The policies of prime minister Dharc Ghaestre’s DB government weren’t all that bad, but according to analysts the victory of the DB was mainly caused by the fact that people were tired of the DW after the fourteen years that Taelwyn Healda lead the government from 1999 to 2013. “The people simply wanted a change. Ghaestre and his ministers didn’t receive bad marks, but obviously something didn’t feel right to the voters who considered this a failed ‘experiment’”, one analyst said.

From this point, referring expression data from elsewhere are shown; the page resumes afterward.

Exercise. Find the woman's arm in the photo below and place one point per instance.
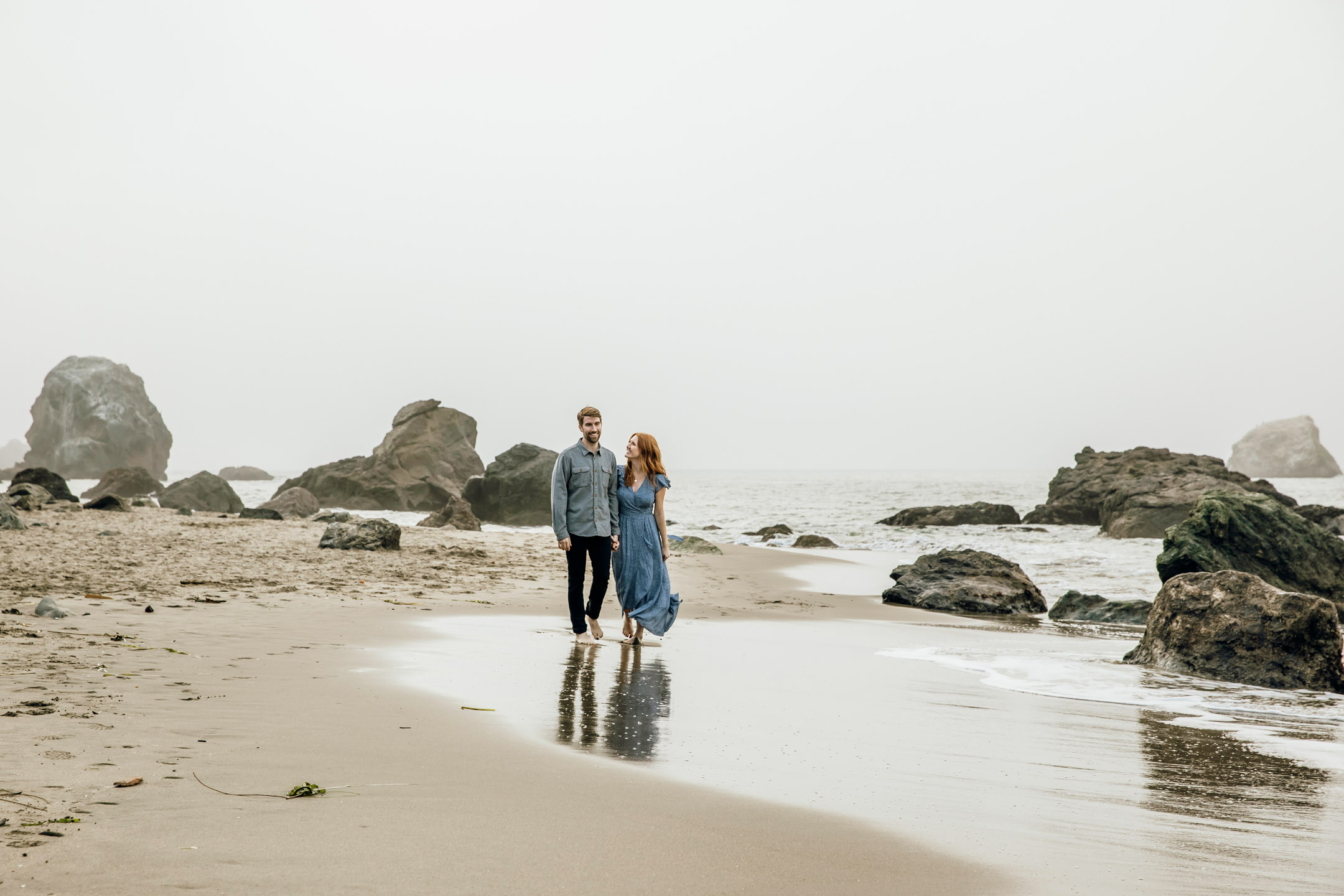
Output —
(663, 523)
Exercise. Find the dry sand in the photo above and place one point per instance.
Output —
(257, 694)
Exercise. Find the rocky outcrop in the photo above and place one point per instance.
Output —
(693, 544)
(293, 504)
(1234, 627)
(1327, 518)
(965, 582)
(813, 542)
(1137, 493)
(200, 492)
(1288, 448)
(110, 503)
(127, 481)
(95, 416)
(515, 489)
(455, 515)
(1093, 607)
(767, 533)
(978, 513)
(245, 475)
(1254, 534)
(426, 459)
(53, 483)
(362, 535)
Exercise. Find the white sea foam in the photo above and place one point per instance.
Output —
(1301, 726)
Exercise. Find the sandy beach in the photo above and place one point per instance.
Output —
(257, 694)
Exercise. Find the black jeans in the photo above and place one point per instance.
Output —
(581, 548)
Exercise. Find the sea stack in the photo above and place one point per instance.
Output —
(1288, 448)
(93, 416)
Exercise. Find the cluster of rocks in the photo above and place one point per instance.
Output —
(425, 459)
(1139, 493)
(515, 488)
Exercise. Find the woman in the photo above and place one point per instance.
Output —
(640, 564)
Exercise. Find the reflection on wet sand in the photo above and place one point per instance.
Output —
(636, 706)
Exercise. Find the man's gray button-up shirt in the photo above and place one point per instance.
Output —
(584, 493)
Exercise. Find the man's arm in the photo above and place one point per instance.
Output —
(561, 500)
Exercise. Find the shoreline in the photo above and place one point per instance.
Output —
(276, 704)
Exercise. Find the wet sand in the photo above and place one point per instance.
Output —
(264, 691)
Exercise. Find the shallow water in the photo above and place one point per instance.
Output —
(969, 735)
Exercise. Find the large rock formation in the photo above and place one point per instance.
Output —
(455, 515)
(53, 483)
(293, 504)
(362, 535)
(245, 475)
(978, 513)
(1093, 607)
(1288, 448)
(1328, 518)
(426, 459)
(1254, 534)
(202, 492)
(93, 416)
(1234, 627)
(127, 481)
(965, 582)
(1137, 493)
(516, 488)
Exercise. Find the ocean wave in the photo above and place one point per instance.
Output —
(1300, 726)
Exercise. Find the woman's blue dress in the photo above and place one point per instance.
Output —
(642, 576)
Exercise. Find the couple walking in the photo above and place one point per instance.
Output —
(612, 513)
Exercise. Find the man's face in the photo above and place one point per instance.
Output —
(592, 427)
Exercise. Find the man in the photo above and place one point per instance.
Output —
(585, 518)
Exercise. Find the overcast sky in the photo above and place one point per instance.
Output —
(808, 235)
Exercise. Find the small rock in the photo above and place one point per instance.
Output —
(770, 531)
(813, 542)
(965, 582)
(363, 535)
(110, 503)
(53, 483)
(693, 544)
(293, 504)
(1093, 607)
(49, 607)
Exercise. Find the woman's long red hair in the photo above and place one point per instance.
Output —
(650, 455)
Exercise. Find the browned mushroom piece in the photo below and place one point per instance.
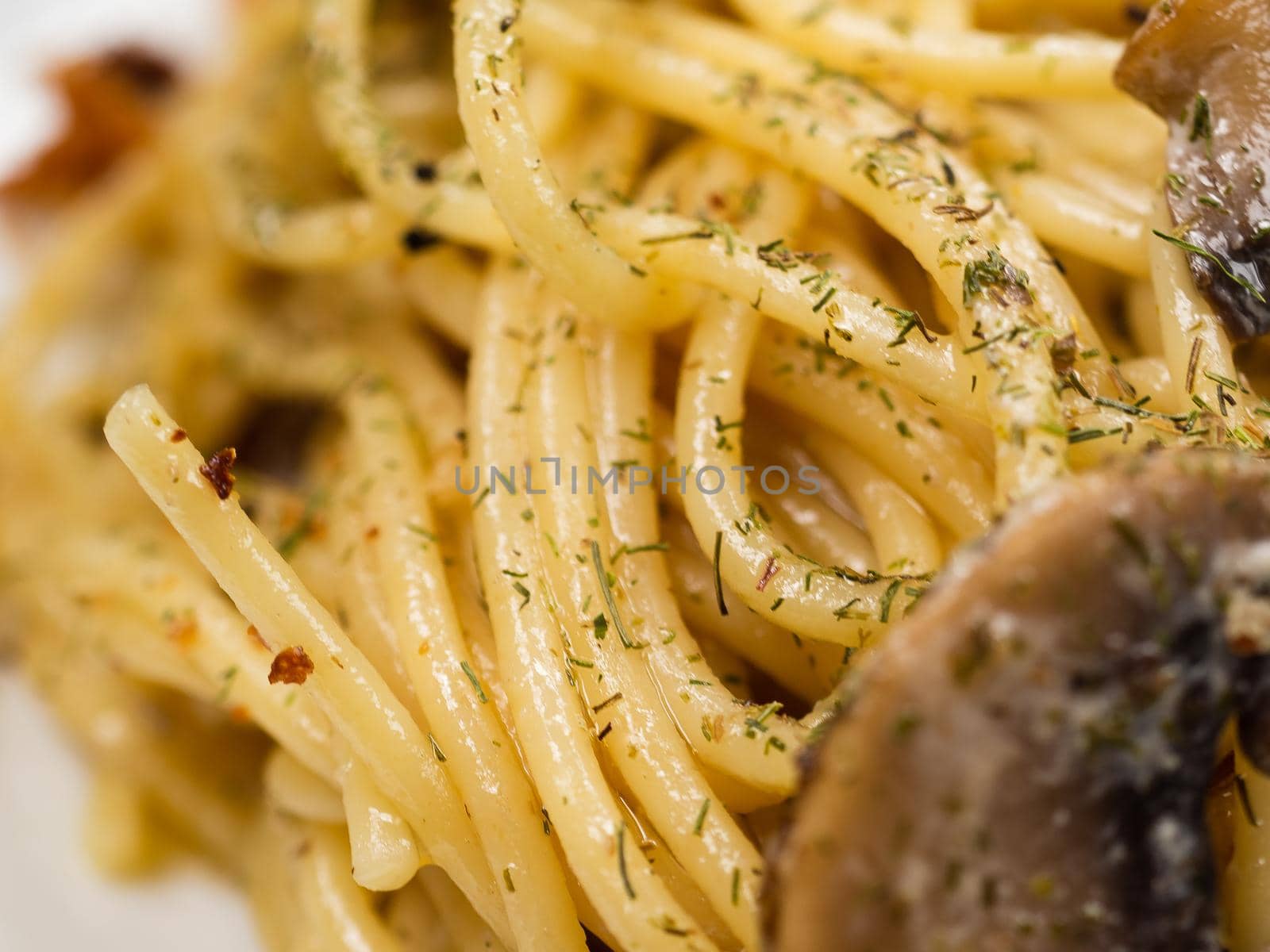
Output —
(1204, 67)
(1024, 763)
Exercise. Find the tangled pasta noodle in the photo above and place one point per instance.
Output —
(391, 247)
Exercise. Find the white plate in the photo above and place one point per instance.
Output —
(51, 899)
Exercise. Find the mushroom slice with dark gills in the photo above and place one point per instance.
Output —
(1204, 67)
(1024, 763)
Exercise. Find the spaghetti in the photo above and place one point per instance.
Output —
(742, 319)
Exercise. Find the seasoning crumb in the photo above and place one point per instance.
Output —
(219, 470)
(291, 666)
(416, 240)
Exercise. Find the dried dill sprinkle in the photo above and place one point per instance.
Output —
(622, 861)
(995, 273)
(1202, 122)
(416, 240)
(606, 588)
(436, 749)
(475, 681)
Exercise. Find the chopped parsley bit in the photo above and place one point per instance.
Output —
(622, 860)
(681, 236)
(884, 613)
(823, 301)
(757, 723)
(304, 527)
(702, 818)
(995, 272)
(637, 550)
(475, 681)
(607, 590)
(1202, 122)
(1130, 536)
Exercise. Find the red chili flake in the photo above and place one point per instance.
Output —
(183, 631)
(219, 470)
(291, 666)
(768, 571)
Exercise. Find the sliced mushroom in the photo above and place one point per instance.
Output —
(1024, 763)
(1204, 67)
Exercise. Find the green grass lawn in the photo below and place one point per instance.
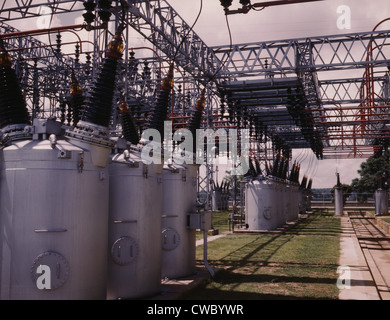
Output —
(298, 264)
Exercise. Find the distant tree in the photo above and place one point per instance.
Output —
(374, 173)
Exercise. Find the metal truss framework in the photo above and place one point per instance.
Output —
(345, 113)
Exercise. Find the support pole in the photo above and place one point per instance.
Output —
(338, 198)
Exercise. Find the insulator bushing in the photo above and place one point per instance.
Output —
(13, 108)
(160, 110)
(76, 101)
(98, 107)
(129, 128)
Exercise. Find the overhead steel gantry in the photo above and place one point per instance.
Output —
(327, 93)
(347, 111)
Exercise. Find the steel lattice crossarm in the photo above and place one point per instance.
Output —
(159, 23)
(342, 101)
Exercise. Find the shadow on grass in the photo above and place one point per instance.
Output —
(256, 270)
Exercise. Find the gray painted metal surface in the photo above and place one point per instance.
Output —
(53, 218)
(178, 240)
(381, 202)
(264, 205)
(134, 228)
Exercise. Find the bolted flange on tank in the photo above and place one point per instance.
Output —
(136, 202)
(91, 132)
(14, 117)
(179, 199)
(53, 215)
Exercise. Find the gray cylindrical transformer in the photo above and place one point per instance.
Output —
(262, 207)
(338, 201)
(53, 218)
(287, 201)
(178, 240)
(381, 202)
(134, 227)
(216, 200)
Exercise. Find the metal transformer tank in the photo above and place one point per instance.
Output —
(134, 230)
(261, 205)
(53, 219)
(178, 239)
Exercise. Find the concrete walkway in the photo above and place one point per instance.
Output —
(361, 285)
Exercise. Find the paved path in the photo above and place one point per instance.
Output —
(368, 261)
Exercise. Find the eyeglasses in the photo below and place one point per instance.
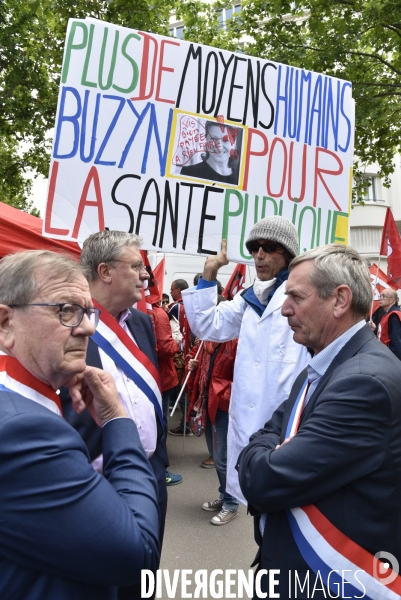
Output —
(267, 247)
(137, 268)
(70, 315)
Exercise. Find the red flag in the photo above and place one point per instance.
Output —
(236, 282)
(391, 247)
(158, 272)
(378, 279)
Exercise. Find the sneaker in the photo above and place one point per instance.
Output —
(208, 463)
(213, 505)
(173, 479)
(224, 517)
(180, 431)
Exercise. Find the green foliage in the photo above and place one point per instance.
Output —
(357, 40)
(32, 34)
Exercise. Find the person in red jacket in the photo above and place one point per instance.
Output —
(166, 347)
(213, 379)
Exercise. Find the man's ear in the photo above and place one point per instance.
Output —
(343, 300)
(6, 326)
(103, 272)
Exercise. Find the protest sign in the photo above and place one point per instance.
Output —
(184, 144)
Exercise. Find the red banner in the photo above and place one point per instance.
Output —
(391, 247)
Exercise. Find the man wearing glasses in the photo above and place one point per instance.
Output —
(124, 345)
(389, 330)
(268, 360)
(65, 531)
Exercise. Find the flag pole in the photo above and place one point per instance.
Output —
(184, 384)
(377, 276)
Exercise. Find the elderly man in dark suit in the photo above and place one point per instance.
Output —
(323, 475)
(124, 345)
(66, 532)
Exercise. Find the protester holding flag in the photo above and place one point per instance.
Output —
(391, 247)
(177, 311)
(214, 370)
(389, 330)
(124, 345)
(323, 476)
(268, 360)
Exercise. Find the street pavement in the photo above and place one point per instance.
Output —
(191, 541)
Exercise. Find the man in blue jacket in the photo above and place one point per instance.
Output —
(323, 476)
(65, 530)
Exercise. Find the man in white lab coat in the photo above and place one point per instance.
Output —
(268, 360)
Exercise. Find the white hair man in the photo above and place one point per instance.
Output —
(322, 476)
(65, 531)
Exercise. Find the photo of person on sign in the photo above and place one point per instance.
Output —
(221, 158)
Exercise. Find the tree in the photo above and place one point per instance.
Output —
(356, 40)
(32, 34)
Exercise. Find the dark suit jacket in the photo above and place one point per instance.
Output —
(141, 328)
(345, 458)
(66, 532)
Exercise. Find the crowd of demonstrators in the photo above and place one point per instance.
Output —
(65, 530)
(327, 465)
(116, 274)
(213, 375)
(177, 314)
(329, 448)
(268, 360)
(389, 327)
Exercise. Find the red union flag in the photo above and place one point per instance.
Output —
(391, 247)
(236, 282)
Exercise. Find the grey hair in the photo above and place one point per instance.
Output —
(19, 273)
(336, 265)
(106, 246)
(394, 294)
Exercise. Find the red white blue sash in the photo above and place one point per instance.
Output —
(118, 345)
(330, 552)
(15, 378)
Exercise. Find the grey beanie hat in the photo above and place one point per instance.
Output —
(276, 229)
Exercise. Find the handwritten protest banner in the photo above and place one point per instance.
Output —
(185, 144)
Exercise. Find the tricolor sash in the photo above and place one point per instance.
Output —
(15, 378)
(330, 552)
(118, 345)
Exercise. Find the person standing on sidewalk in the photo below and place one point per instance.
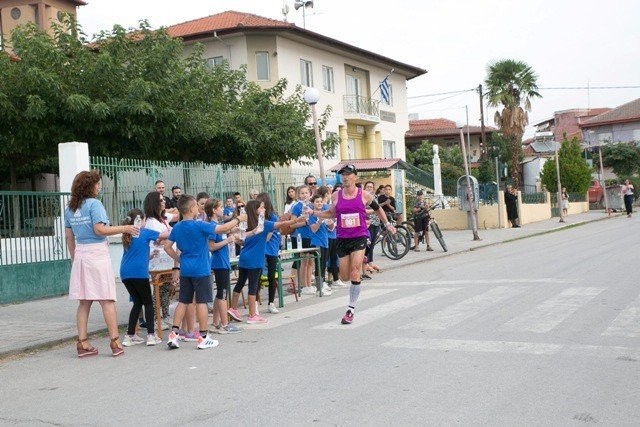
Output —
(92, 276)
(349, 207)
(627, 192)
(511, 203)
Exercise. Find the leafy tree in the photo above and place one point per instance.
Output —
(574, 171)
(510, 85)
(132, 93)
(623, 158)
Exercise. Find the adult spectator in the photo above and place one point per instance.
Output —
(92, 277)
(511, 202)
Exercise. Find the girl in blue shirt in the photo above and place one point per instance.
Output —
(252, 259)
(272, 251)
(134, 272)
(221, 267)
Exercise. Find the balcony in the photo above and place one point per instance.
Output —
(361, 110)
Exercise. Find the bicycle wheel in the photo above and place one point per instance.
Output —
(438, 234)
(397, 245)
(409, 226)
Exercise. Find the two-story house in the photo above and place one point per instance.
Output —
(346, 76)
(40, 12)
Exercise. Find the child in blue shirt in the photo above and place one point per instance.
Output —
(134, 273)
(221, 268)
(192, 239)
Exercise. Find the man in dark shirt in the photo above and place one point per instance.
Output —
(387, 202)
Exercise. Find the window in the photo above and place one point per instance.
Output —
(390, 103)
(262, 66)
(214, 62)
(388, 149)
(327, 78)
(306, 73)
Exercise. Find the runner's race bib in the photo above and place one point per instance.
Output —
(350, 220)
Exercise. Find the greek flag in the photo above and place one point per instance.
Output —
(384, 90)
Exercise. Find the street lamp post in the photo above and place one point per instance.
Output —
(311, 97)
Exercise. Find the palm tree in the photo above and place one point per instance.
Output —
(509, 83)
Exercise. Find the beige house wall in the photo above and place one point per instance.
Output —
(455, 219)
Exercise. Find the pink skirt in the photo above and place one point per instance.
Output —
(92, 277)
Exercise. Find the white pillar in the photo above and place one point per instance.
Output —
(437, 175)
(73, 157)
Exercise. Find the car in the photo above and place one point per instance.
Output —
(596, 192)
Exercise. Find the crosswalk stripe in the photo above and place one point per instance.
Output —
(553, 311)
(372, 314)
(286, 317)
(627, 323)
(466, 309)
(533, 348)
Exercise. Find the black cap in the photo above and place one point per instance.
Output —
(348, 168)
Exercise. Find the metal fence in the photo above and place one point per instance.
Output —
(126, 182)
(31, 227)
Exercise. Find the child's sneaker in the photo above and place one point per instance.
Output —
(256, 318)
(273, 309)
(172, 340)
(153, 339)
(229, 328)
(188, 336)
(235, 314)
(206, 342)
(130, 340)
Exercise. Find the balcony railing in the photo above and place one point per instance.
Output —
(359, 108)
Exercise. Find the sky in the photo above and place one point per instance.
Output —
(586, 53)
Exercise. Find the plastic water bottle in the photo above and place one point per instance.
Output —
(260, 227)
(243, 225)
(137, 223)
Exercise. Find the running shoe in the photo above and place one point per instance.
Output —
(235, 314)
(256, 319)
(188, 336)
(273, 309)
(172, 340)
(130, 340)
(229, 329)
(153, 339)
(347, 319)
(206, 342)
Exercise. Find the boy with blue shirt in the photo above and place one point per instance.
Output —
(192, 239)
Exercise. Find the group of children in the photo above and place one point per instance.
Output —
(199, 246)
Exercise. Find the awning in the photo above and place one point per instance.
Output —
(363, 165)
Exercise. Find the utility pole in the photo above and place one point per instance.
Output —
(483, 138)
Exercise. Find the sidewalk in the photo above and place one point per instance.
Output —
(45, 322)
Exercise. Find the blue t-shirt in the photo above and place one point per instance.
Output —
(273, 245)
(219, 258)
(91, 212)
(135, 260)
(192, 238)
(304, 231)
(253, 251)
(226, 211)
(320, 238)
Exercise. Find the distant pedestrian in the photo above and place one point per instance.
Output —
(92, 277)
(627, 192)
(565, 201)
(511, 202)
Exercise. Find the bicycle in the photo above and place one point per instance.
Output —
(434, 228)
(394, 246)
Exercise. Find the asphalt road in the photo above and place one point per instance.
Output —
(539, 331)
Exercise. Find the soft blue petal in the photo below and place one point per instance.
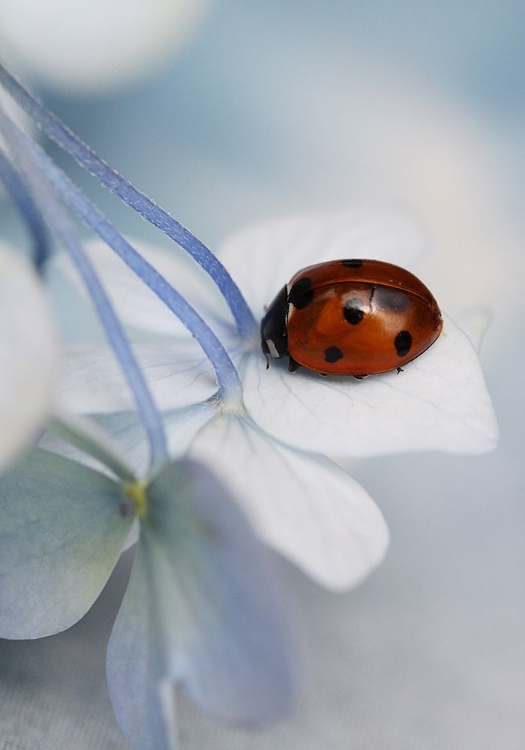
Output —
(61, 533)
(203, 609)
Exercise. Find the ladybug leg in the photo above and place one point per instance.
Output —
(293, 365)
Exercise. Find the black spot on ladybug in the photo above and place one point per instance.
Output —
(353, 311)
(403, 342)
(301, 294)
(332, 354)
(392, 300)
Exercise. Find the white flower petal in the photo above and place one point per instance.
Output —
(28, 356)
(176, 370)
(263, 257)
(302, 504)
(61, 534)
(475, 322)
(438, 402)
(202, 609)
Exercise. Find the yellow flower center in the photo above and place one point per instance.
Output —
(136, 492)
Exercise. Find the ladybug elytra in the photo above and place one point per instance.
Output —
(351, 317)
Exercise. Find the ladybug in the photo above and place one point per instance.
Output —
(351, 317)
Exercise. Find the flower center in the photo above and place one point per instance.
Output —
(136, 493)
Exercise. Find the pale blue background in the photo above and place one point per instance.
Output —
(429, 653)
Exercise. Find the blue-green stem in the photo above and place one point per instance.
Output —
(67, 140)
(230, 388)
(28, 209)
(59, 222)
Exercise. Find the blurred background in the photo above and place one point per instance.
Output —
(226, 112)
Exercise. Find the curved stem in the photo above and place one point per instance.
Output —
(230, 387)
(67, 140)
(66, 234)
(23, 200)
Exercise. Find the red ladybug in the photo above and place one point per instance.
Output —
(351, 317)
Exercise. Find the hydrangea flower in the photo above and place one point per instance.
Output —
(202, 607)
(263, 446)
(263, 432)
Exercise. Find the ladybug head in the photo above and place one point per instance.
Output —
(274, 326)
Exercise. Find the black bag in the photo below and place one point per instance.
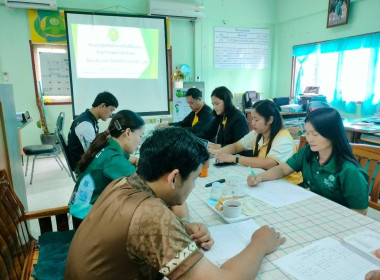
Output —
(249, 98)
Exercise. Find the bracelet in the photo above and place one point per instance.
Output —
(185, 220)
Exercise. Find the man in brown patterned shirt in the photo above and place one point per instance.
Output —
(130, 233)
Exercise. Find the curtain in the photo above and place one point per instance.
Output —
(302, 53)
(369, 86)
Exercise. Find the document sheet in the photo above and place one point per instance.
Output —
(279, 193)
(325, 259)
(230, 239)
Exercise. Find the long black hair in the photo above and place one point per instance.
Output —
(224, 94)
(328, 123)
(119, 123)
(267, 109)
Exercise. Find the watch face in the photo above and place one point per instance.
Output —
(185, 69)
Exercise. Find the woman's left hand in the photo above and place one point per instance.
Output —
(213, 146)
(200, 234)
(226, 158)
(134, 160)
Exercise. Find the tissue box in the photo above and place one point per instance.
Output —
(291, 108)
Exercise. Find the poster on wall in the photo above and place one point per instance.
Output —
(47, 27)
(240, 48)
(55, 74)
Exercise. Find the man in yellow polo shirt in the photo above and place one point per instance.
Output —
(200, 117)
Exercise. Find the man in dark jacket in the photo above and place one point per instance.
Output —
(85, 127)
(200, 117)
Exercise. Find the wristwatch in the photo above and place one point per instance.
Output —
(185, 220)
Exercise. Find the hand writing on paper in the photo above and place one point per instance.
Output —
(373, 275)
(213, 146)
(254, 181)
(134, 160)
(200, 234)
(161, 125)
(225, 158)
(268, 238)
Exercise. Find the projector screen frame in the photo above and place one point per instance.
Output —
(164, 112)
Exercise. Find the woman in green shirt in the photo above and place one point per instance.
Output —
(108, 158)
(327, 163)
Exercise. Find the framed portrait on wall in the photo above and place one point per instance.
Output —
(337, 12)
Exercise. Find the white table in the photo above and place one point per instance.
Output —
(301, 223)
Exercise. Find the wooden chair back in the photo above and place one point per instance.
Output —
(18, 252)
(369, 158)
(16, 242)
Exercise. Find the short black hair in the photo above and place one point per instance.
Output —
(225, 94)
(170, 148)
(107, 98)
(194, 93)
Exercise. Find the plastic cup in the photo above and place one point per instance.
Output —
(204, 170)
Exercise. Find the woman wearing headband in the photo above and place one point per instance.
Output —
(108, 158)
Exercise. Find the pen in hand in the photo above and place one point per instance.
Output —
(253, 173)
(210, 184)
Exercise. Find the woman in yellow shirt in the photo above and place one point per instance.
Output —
(270, 142)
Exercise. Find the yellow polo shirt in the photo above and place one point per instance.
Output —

Immediately after the first results were published, Ghaestre announced his resignation as party leader. The leader of the DW, Cillyh Ocurmen, will visit king Mearh first thing tomorrow morning in order to be appointed Ceagrys sie Irhith (‘Chairman of the Government’, or prime minister). “The people of Wyster have made their choice”, Ocurmen said during his victory speech. “After four years of flirting with DB rule they decided that the DW offers them the attention and respect that they knew they need. I promise that we won’t fail them.”
Wyster has a bicameral parliament, the Higurstat Baan (‘Assembly of the Realm’). The first (permanent) chamber is the Uth Binder (‘General Court’), which consists of 169 members who are elected every four years through a first-past-the-post system. The second chamber is the Uth Peg (‘High Court’), which consists of 21 members and convenes only when summoned by either the King, 6/7 of the members of the Uth Binder, or 42,000 citizens (or a combination of these three) to discuss special subjects (e.g. constitution changes).